For the first time since beginning work
in Bissau, Corey and I felt able to accept an offer to go to a late
lunch (3 pm) with Sarah and Amy, two of the OneStory expats. We
hopped into one of the many taxis (which are entirely and 100% made
up of beat up Mercedes Benz painted blue with white tops) to get to
the restaurant. Afterward we walked to a corner and began another
not-to-be missed Bissau experience, riding a toca-toca (minivan
outfitted with two benches running down the sides and able to
normally carry12 people but sometimes crammed with 20). The taxi
cost 800 cfa (local currency worth about $1.60). The toca-toca cost
600 cfa so the savings aren't the point. It's the fun cramming in
with the locals and making frequent stops as the toca-toca tries to
get more fares.
Estevao and Gloria picked Corey and me
up quite late, after 7 pm.
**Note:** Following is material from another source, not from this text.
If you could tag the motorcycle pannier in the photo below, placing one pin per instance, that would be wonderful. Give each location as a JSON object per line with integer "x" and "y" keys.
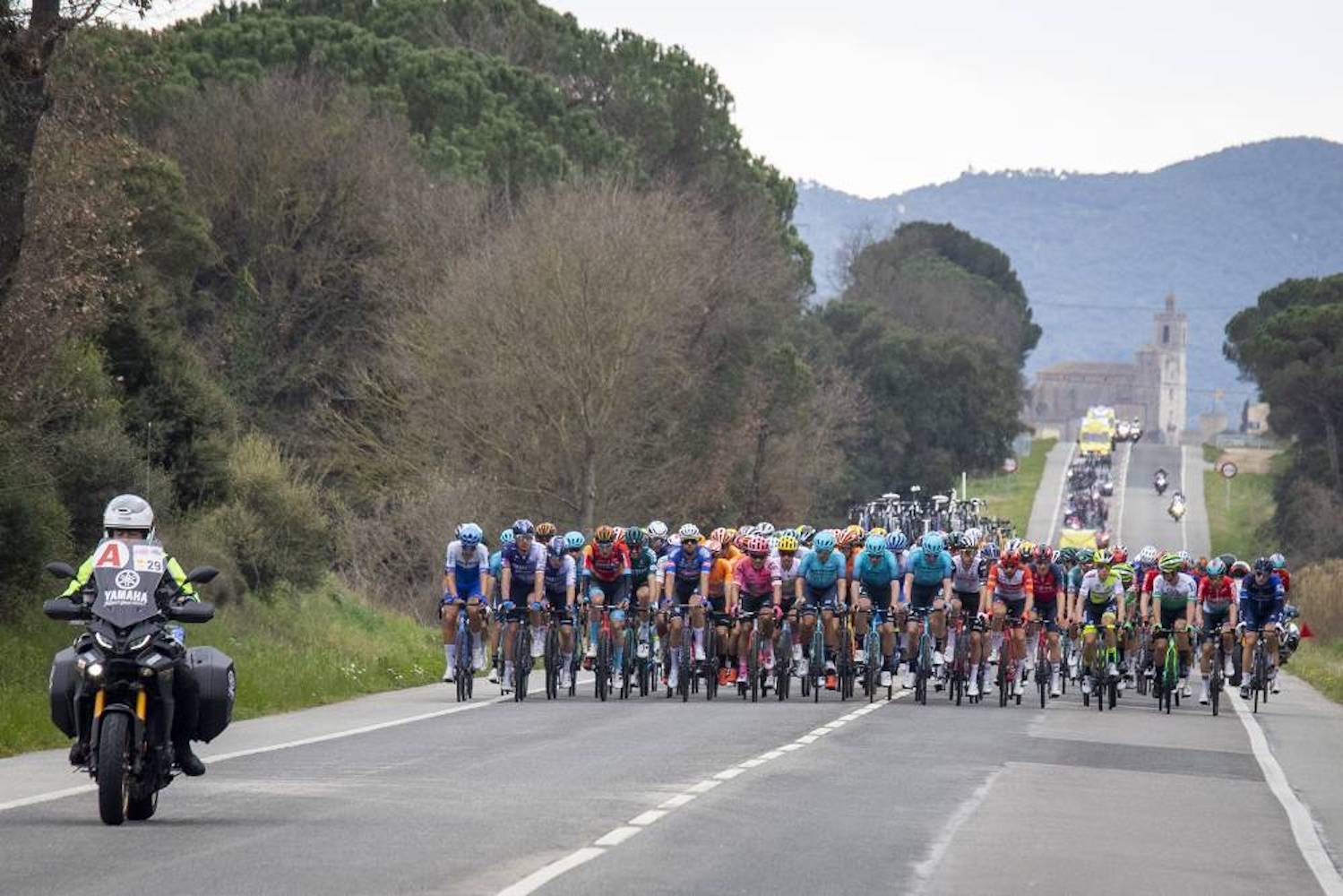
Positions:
{"x": 218, "y": 683}
{"x": 61, "y": 686}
While Corey and I were still stuffed from
the late lunch, there was no stopping Estevao from having dinner.
All I had was a soda.
We ended up leaving Bissau at 8:30 pm
so it was dark. The main road, 3 lanes in each direction, is
swarming with people and therefore taxis and toca-tocas. And this
major road is pitch black which surprises anyone who saw the road
during the day. Every 20 yards or so is a lamppost with two lights
each high and hanging over the road. While some felt the lights were probably installed because the governor's mansion and
other government buildings are located at points along this road, they think the city spent all the money buying and installing the lights
but now can't afford to turn them on.
Which makes people all the harder to
see when you're driving at 45-55 mph.
Another interesting observation is that
there is never any activity (car, person, etc) at the “international
airport” when we drive by it at 9 am every day. What is more
notable is that there was not one single light on inside or outside
the airport as we drove by it tonight at 9 pm. Very interesting
considering that we'll be checking in at this same airport tomorrow
at around that time.
So, Corey and I chatted for about 20
minutes tonight about lessons learned. On my part, much of the
background about Lendem that I had been basing my plans on turned out
to be wrong or incomplete. In Bissau, I had been concerned about
being able to get a key network component in and interfacing with the
Bissau Internet provider and overcoming a language barrier if/when I
met with them. I thank God for the ability to adjust in Lendem and
for quick progress in Bissau.
I am also tremendously thankful that,
despite my inability to pick up the local language, God provided many
people in Guinea-Bissau that extended much grace to me, and some
nationals and expat missionaries who allowed their schedules to be
interrupted to act as interpreters for me. I would have accomplished
so much less and not enjoyed my time nearly as much.